В древнерусском понимании «прогресс» – это не движение «вперёд», подальше от славы и привычек своих дедов. Истинный русский «прогресс» – это стремление быть как «передние князи».

Это не я сказал, это я – прочитал. Так завещал нам древнерусский безымянный писатель. Сотни древнерусских безымянных писателей так завещали.

Давно пора это записать красивыми буквами в главной национальной книге – и всякого чудака, который приходит сюда говорить о «прогрессе» и прочей «поступательной истории», валять в перьях и выставлять на посмешище.

Грозный день радости

Мы имеем привычку помещать всякую историческую личность в сегодняшний контекст, измеряя её достоинства и недостатки сообразно тому, что имеет на день текущий высшую ценность.

Или то, что кажется нам таковой ценностью.

Объект непрестанных споров – Иоанн Грозный.

Одни говорят, что при нём империя разрослась географически, и, как следствие, население многократно увеличилось: земли-то брали вместе с жителями.

Другие пытаются доказать, что Грозный воспринимал русского человека как раба, а наследственное рабство мы, как известно, пытаемся в себе изжить. И так получается – не ахти, а тут ещё Грозному памятник поставили. Хотя ведь, боже мой, в Орле! Далеко за МКАДом. Даже не на Красной площади! Но крик стоит, словно этот памятник скоро из Орла на очередной «прогрессивный» митинг прискачет и переедет всех пополам.
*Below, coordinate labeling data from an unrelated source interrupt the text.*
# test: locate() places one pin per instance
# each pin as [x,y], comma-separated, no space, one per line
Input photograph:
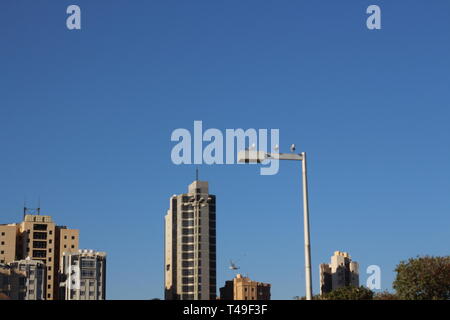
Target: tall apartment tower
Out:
[190,245]
[341,272]
[31,284]
[84,275]
[37,237]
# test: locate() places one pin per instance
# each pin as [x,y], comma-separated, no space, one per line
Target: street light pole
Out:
[253,156]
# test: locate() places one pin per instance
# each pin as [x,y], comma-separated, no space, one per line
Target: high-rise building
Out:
[23,280]
[84,275]
[190,245]
[341,272]
[242,288]
[37,237]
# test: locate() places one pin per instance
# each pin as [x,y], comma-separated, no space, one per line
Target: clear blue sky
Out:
[86,118]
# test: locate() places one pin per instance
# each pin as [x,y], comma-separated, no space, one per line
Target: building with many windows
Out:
[190,245]
[341,272]
[37,237]
[23,280]
[84,275]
Противники установления памятника Иоанну Грозному с завидной убеждённостью говорят о том, что этого кровопийцу осудил сам народ, поименовавший его «иродом»; а народ у нас – высший суд.

Народ, впрочем, Петра Великого считал антихристом, Николая II именовал «кровавым», зато Сталин по-прежнему остаётся самым почитаемым политиком в России, невзирая на сериал «Московская сага» и многолетнюю работу Николая Карловича Сванидзе на телевидении.

На мнение народа у нас принято ссылаться, только когда оно совпадает с мнением прогрессивной части интеллигенции.